29      À l’appui de sa demande, la requérante a présenté un décompte indiquant le nombre d’heures consacrées par chacun des membres de l’équipe sur trois périodes spécifiques au cours de la procédure devant le Tribunal, accompagné d’une brève description des tâches accomplies. Ce décompte peut se résumer comme suit :

–        pour la période allant de juin 2013 à mai 2014, un volume total de 498,4 heures de travail aurait été consacré à la préparation des versions non confidentielles des pièces de procédure et des annexes auxquelles l’intervenante devait avoir accès ;

–        durant la période comprise entre août et septembre 2014, un volume total de 195,4 heures de travail aurait été consacré à la rédaction des observations sur le mémoire en intervention ; et

–        pour la préparation de l’audience du 6 avril 2016 et la participation à cette dernière, un volume total de 195,4 heures sont réclamées du fait de l’intervention de FedEx, lesquelles correspondent à un tiers de l’ensemble des heures consacrées par les avocats de la requérante à la préparation de ladite audience et à la participation à celle-ci.

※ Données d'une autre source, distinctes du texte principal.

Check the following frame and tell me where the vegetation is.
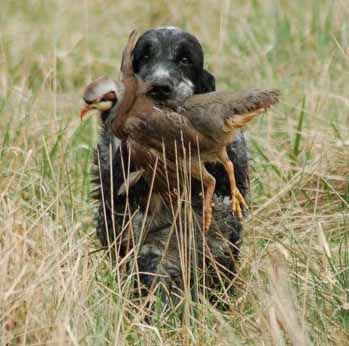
[0,0,349,345]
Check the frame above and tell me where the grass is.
[0,0,349,345]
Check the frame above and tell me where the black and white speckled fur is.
[94,27,249,298]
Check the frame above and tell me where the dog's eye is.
[180,56,191,65]
[100,91,116,102]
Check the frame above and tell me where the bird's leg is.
[201,164,216,233]
[223,160,248,219]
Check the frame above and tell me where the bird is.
[80,32,280,232]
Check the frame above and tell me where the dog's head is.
[133,27,215,100]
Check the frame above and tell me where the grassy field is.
[0,0,349,345]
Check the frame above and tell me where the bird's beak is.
[80,104,92,121]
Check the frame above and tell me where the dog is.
[95,27,249,296]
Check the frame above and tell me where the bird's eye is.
[180,56,191,65]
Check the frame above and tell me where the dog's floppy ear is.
[195,70,216,94]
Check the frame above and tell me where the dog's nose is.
[151,78,174,100]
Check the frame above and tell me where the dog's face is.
[133,27,215,101]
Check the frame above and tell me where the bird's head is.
[80,77,125,122]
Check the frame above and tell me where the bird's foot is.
[231,188,248,220]
[203,203,213,233]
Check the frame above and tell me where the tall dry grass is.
[0,0,349,345]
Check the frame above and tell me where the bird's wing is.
[120,30,138,80]
[182,89,280,137]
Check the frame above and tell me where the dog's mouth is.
[148,84,173,101]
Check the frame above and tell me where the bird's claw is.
[203,206,212,233]
[231,189,248,220]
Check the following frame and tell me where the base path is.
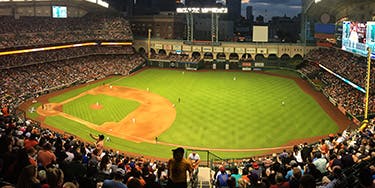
[37,85,176,142]
[25,70,352,153]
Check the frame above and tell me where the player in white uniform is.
[188,151,201,187]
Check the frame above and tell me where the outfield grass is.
[113,69,338,148]
[48,76,120,103]
[36,69,338,157]
[63,95,139,125]
[26,102,42,120]
[45,116,259,159]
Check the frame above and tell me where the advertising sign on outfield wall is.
[164,44,172,50]
[173,45,181,50]
[254,63,264,67]
[214,47,224,53]
[234,48,245,54]
[203,46,212,52]
[193,46,202,52]
[154,44,163,50]
[246,48,256,54]
[257,48,267,54]
[268,48,279,54]
[182,46,191,52]
[224,47,234,53]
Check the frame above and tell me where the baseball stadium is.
[0,0,375,188]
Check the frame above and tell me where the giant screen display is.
[52,6,68,18]
[342,21,375,58]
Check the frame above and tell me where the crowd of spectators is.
[0,115,167,188]
[0,45,134,69]
[213,119,375,188]
[151,53,201,63]
[0,13,133,49]
[306,48,375,92]
[301,48,375,116]
[0,51,145,106]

30      Il y a lieu d’examiner si, au regard de l’objet et de la nature du litige, de son importance, sous l’angle du droit de l’Union, de la complexité et des difficultés de la cause, de l’intérêt économique que le litige a représenté pour les parties, ainsi que de l’ampleur du travail effectué, l’évaluation des dépens réclamés au titre des honoraires d’avocats est justifiée.

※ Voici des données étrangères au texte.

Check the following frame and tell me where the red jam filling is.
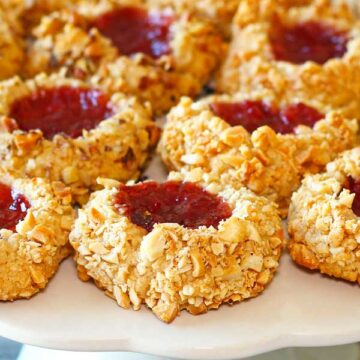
[210,100,323,134]
[115,181,232,231]
[9,86,113,139]
[0,183,30,231]
[344,176,360,216]
[93,7,173,58]
[270,21,348,64]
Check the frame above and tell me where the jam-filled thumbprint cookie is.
[159,92,358,216]
[217,0,360,118]
[0,169,75,301]
[0,74,159,202]
[24,0,225,113]
[70,169,283,323]
[288,148,360,283]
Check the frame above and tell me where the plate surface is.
[0,158,360,359]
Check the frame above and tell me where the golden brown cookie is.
[0,7,24,80]
[217,0,360,118]
[0,170,75,301]
[288,148,360,283]
[70,169,283,322]
[0,74,159,202]
[24,0,225,113]
[159,92,358,216]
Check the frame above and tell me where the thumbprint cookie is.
[159,92,358,216]
[24,0,225,114]
[288,148,360,283]
[0,169,75,301]
[0,74,159,202]
[70,168,283,323]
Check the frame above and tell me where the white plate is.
[0,155,360,359]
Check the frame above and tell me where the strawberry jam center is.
[0,183,30,231]
[9,86,113,139]
[270,21,348,64]
[210,100,323,134]
[93,7,173,58]
[115,181,232,231]
[344,176,360,216]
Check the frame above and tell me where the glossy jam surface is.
[93,7,173,58]
[0,183,30,231]
[270,21,348,64]
[210,100,323,134]
[344,176,360,216]
[115,181,232,231]
[9,86,113,139]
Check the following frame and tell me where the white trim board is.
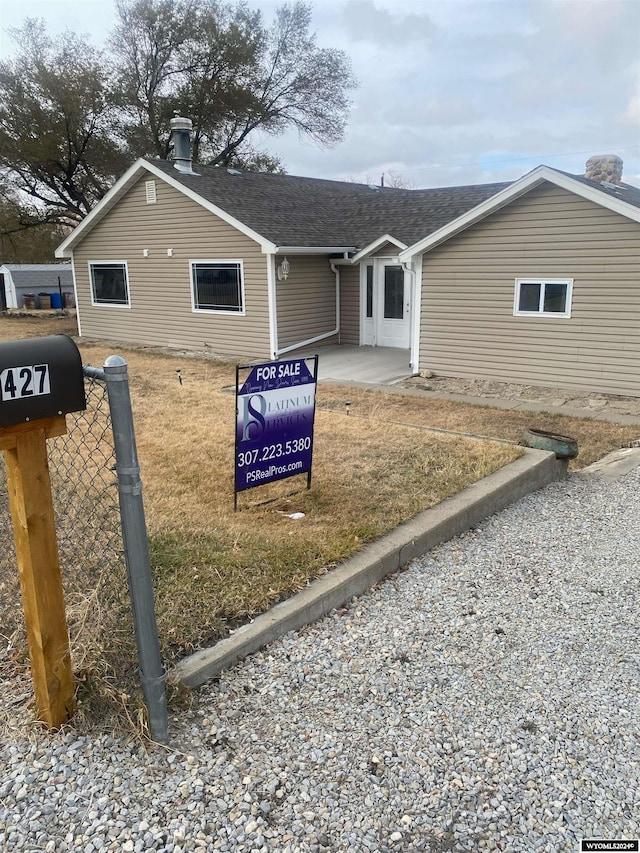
[400,166,640,263]
[55,158,277,258]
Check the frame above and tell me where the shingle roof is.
[149,160,509,249]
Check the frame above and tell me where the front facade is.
[58,144,640,395]
[420,184,640,395]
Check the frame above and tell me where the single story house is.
[56,118,640,396]
[0,262,74,310]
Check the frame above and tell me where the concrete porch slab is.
[282,344,412,385]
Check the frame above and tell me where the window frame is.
[513,276,573,319]
[87,260,131,308]
[189,258,246,317]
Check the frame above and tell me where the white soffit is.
[352,234,407,264]
[55,159,276,258]
[400,166,640,262]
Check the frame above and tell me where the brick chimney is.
[584,154,622,185]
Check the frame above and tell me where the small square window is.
[191,261,244,314]
[513,278,573,317]
[89,261,129,306]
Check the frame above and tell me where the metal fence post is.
[104,355,169,743]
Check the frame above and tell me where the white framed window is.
[189,260,244,314]
[513,278,573,317]
[89,261,130,308]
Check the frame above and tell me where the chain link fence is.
[0,368,146,726]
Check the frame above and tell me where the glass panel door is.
[384,265,404,320]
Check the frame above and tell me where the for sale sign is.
[235,356,318,494]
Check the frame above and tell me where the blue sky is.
[0,0,640,187]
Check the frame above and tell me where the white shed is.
[0,263,75,308]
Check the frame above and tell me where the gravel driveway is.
[0,471,640,853]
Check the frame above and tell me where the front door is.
[360,258,411,349]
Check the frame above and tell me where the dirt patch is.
[401,376,640,421]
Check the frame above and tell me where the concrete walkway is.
[284,345,411,388]
[284,345,640,426]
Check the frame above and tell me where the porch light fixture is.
[277,257,291,281]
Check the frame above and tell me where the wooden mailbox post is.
[0,335,86,728]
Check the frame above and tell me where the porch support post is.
[267,253,278,360]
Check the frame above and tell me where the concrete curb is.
[167,449,567,687]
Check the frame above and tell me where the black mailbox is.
[0,335,87,427]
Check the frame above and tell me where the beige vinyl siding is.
[276,255,337,349]
[420,184,640,396]
[338,264,360,346]
[73,176,270,358]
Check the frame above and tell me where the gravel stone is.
[0,471,640,853]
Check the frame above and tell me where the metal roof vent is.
[170,116,195,175]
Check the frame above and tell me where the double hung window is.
[89,261,129,307]
[191,261,244,314]
[513,278,573,317]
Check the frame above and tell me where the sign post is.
[0,335,86,728]
[234,355,318,509]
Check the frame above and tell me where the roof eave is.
[55,158,276,258]
[400,166,640,263]
[273,246,356,255]
[353,234,407,264]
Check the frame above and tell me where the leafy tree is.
[0,186,64,264]
[0,0,355,233]
[0,20,126,224]
[111,0,355,165]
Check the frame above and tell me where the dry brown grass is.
[81,343,520,658]
[0,317,638,732]
[320,386,640,470]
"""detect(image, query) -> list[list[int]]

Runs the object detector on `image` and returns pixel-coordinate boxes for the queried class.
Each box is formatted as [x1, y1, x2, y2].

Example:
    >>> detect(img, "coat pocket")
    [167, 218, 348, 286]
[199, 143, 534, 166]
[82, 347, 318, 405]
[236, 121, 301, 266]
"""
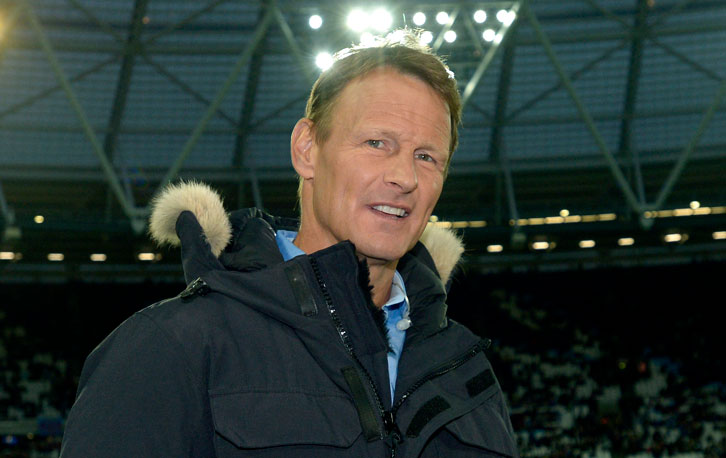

31      En premier lieu, en ce qui concerne la nature et l’objet du litige, son importance sous l’angle du droit de l’Union et les difficultés de la cause, il y a lieu de relever que le recours concernait l’application de l’article 4 du règlement sur les concentrations.

32      Plus particulièrement, le recours tendait à l’annulation d’une décision de la Commission, adoptée à l’issue d’une procédure d’examen approfondie, déclarant la concentration incompatible avec le marché intérieur et l’accord EEE.

33      Outre les difficultés inhérentes à la matière du contrôle des concentrations, qui nécessite une analyse prospective du marché de référence, la décision attaquée présentait la particularité d’interdire la réalisation de l’opération envisagée, au motif qu’elle allait créer une entrave significative à une concurrence effective dans plusieurs États membres.

34      Qui plus est, l’appréciation de la Commission reposait sur un modèle économétrique censé permettre d’anticiper les effets de la concentration sur les prix des différents marchés nationaux. Ce modèle était contesté par la requérante, en raison notamment de la non communication, par la Commission, de la version dudit modèle sur laquelle elle s’était fondée dans la décision attaquée.

35      Il s’agissait donc d’un recours de nature complexe qui, de plus, portait sur des questions de principe importantes pour le droit de l’Union, notamment en ce qui concernait la charge de la preuve pesant sur la Commission lorsqu’elle s’appuyait sur des modèles économétriques afin d’interdire une concentration.

36      En deuxième lieu, il importe de reconnaître que l’affaire mettait en jeu des intérêts économiques importants pour la requérante. D’une part, la valeur de l’opération notifiée à la Commission était estimée, à l’époque, à un montant de 5,2 milliards d’euros. D’autre part, en raison du refus opposé par la Commission à la réalisation de la concentration envisagée, la requérante était exposée au risque d’une acquisition de la société cible par une société concurrente.

37      S’agissant, en troisième lieu, de l’ampleur du travail que la procédure contentieuse a pu imposer aux conseils de la requérante en lien avec l’intervention, il y a lieu de relever les considérations qui suivent.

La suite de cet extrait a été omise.